Oefening 1: Woordbingo
Instructie: 1. Luister minimaal twee keer naar de video en geef de woorden aan die je hoort. 2. Gebruik de woorden om een gesprek te vormen met je docent (schrijf je gesprek op). 3. Memoriseer de woorden met de woordentrainer.
Woord | Vertaling |
---|---|
simpatico | sympathiek |
molto conosciuto | zeer bekend |
ho un brutto carattere | ik heb een slecht karakter |
irascibile | prikkelbaar |
intrattabile | onhandelbaar |
Oefening 2: Dialoog
Instructie: 1. Lees de dialoog in tweetallen. 2. Memoriseer de zinnen door de vertaling af te dekken. 3. Dek de regels van één spreker af, geef alternatieve antwoorden met je leraar en schrijf ze op.
Angela torna a casa dopo il primo giorno di lavoro e parla con Sergio dei colleghi nuovi.
1. | Sergio: | Com'è andata oggi al lavoro? | (Hoe was het vandaag op het werk?) |
2. | Angela: | Molto bene! Oggi ho conosciuto tutti i nuovi colleghi. | (Heel goed! Vandaag heb ik alle nieuwe collega’s leren kennen.) |
3. | Sergio: | Davvero? E come ti sono sembrati? | (Echt? En wat vond je van hen?) |
4. | Angela: | Mi sono sembrati tutti gentili e amichevoli, soprattutto Marco. | (Ik vond ze allemaal aardig en vriendelijk, vooral Marco.) |
5. | Sergio: | Chi è Marco? | (Wie is Marco?) |
6. | Angela: | Marco è il collega che mi ha presentata a tutti. Secondo me è il più simpatico. | (Marco is de collega die mij aan iedereen heeft voorgesteld. Volgens mij is hij het vriendelijkst.) |
7. | Sergio: | E come mai secondo te è il più simpatico? | (En waarom denk je dat hij het vriendelijkst is?) |
8. | Angela: | Perché è amico di tutti in ufficio. | (Omdat hij met iedereen op kantoor bevriend is.) |
9. | Sergio: | Hai conosciuto anche il capo? | (Heb je ook de baas ontmoet?) |
10. | Angela: | Sì, mi è sembrato una persona intelligente e socievole. | (Ja, hij leek mij een intelligente en sociale persoon.) |
11. | Sergio: | Sono contento per te! | (Ik ben blij voor je!) |
Oefening 3: Vragen over de tekst
Instructie: Lees de bovenstaande tekst en kies het juiste antwoord.

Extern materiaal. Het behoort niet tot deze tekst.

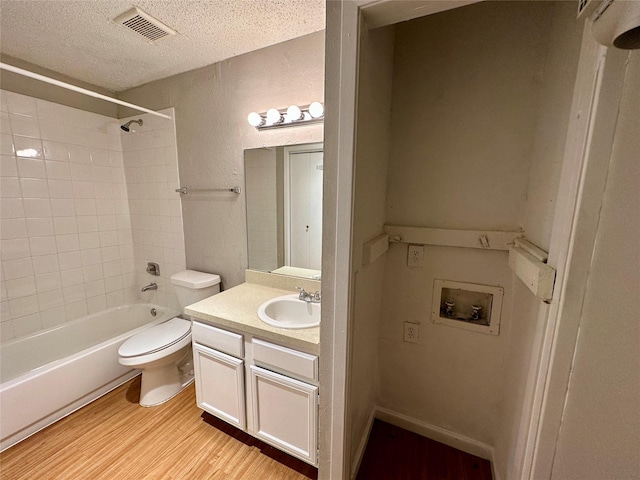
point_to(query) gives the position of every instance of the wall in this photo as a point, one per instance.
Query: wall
(211, 106)
(371, 165)
(66, 238)
(13, 82)
(465, 111)
(599, 436)
(151, 170)
(554, 104)
(262, 213)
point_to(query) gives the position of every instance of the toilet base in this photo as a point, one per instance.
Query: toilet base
(153, 394)
(162, 383)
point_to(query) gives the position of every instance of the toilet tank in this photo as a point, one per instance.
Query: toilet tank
(192, 286)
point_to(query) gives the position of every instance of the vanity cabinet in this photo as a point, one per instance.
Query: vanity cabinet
(267, 390)
(285, 409)
(219, 373)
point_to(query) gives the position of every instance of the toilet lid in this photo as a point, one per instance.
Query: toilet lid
(155, 338)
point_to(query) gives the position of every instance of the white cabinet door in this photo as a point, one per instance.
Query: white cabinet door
(220, 384)
(285, 413)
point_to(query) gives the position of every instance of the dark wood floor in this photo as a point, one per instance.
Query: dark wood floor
(394, 453)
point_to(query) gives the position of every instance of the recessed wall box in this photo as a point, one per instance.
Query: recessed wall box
(467, 305)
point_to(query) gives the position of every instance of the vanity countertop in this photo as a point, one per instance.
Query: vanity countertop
(237, 308)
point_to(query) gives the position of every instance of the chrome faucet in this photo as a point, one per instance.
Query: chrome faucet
(151, 286)
(309, 297)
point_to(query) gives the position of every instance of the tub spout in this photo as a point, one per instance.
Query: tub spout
(151, 286)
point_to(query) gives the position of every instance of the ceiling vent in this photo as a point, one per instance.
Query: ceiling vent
(144, 25)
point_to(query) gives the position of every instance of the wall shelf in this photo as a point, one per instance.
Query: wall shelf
(482, 239)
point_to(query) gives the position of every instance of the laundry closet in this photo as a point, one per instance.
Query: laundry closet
(462, 121)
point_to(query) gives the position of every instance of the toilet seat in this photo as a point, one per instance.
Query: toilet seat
(156, 338)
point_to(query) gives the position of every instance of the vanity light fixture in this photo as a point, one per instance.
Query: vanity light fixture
(291, 117)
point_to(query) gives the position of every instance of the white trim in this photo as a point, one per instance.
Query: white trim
(83, 91)
(439, 434)
(590, 137)
(362, 446)
(341, 52)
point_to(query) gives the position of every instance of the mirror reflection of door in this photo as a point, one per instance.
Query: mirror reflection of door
(303, 207)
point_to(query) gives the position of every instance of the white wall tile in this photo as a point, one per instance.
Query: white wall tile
(46, 282)
(63, 207)
(43, 245)
(11, 208)
(21, 287)
(58, 170)
(68, 236)
(37, 207)
(17, 268)
(28, 324)
(14, 248)
(24, 125)
(34, 188)
(45, 264)
(40, 227)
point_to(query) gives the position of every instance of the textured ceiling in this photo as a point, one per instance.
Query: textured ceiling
(78, 38)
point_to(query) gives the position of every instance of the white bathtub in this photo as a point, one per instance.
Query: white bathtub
(50, 374)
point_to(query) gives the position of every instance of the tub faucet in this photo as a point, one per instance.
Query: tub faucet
(151, 286)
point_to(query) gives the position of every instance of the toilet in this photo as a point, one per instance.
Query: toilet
(163, 352)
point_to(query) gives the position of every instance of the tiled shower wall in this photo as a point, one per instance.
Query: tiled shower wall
(69, 246)
(151, 167)
(66, 237)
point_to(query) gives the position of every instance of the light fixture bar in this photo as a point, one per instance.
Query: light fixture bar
(298, 123)
(73, 88)
(291, 117)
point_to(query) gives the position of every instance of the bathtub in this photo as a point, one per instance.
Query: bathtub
(48, 375)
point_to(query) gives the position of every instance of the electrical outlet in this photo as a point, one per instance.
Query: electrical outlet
(415, 255)
(411, 332)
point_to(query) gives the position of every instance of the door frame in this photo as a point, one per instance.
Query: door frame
(288, 151)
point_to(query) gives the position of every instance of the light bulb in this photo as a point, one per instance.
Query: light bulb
(316, 109)
(273, 116)
(294, 113)
(254, 119)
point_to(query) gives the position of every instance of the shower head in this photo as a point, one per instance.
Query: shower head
(126, 128)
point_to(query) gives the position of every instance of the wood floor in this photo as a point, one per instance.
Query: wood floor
(114, 438)
(394, 453)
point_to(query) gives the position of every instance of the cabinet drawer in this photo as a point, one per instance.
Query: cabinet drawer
(222, 340)
(285, 360)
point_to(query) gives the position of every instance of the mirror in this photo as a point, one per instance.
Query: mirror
(283, 189)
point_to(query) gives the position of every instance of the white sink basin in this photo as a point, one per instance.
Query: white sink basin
(289, 312)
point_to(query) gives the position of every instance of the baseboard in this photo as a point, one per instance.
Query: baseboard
(495, 473)
(355, 464)
(455, 440)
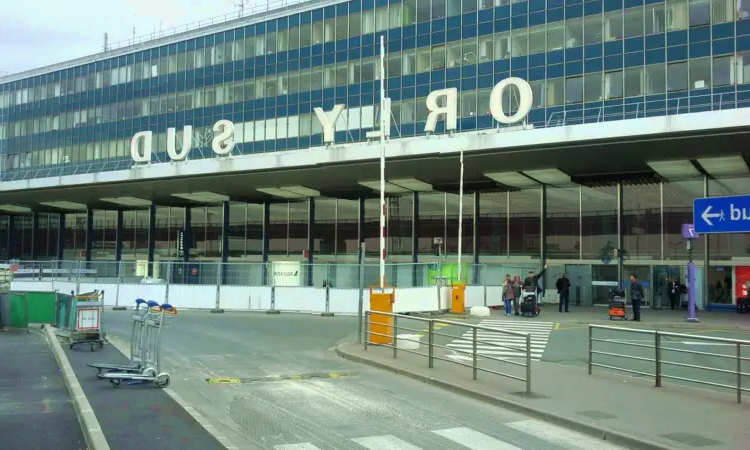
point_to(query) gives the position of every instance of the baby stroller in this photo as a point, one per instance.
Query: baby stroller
(617, 305)
(529, 304)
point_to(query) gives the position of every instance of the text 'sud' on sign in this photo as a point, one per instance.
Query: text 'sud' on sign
(722, 214)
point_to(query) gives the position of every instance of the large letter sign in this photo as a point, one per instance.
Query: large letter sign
(135, 151)
(526, 98)
(449, 109)
(187, 142)
(223, 142)
(328, 121)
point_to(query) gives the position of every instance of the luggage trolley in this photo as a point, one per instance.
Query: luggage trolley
(89, 309)
(136, 341)
(617, 305)
(155, 320)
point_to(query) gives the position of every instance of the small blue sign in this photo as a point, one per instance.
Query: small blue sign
(722, 214)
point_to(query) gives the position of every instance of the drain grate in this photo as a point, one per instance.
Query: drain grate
(693, 440)
(275, 378)
(597, 415)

1. Com'è andata oggi al lavoro per Angela?
(Hoe is het vandaag gegaan op het werk voor Angela?)2. Come descrive Angela Marco, il collega?
(Hoe beschrijft Angela Marco, de collega?)3. Che impressione ha avuto Angela del suo capo?
(Welke indruk kreeg Angela van haar baas?)4. Perché Angela pensa che Marco è il più simpatico?
(Waarom denkt Angela dat Marco de aardigste is?)Oefening 4: Openingsvragen voor gesprekken
Instructie: Bespreek de volgende vragen met je leraar met behulp van de woordenschat uit deze les, en schrijf je antwoorden op.
- Come descriveresti il carattere di una persona molto socievole?
- Hai un collega o un amico che ti sembra molto intelligente? Come lo descrivi?
- Parlami di un amico o collega che consideri simpatico. Perché lo pensi?
- Secondo te, quali qualità rendono una persona amichevole sul posto di lavoro?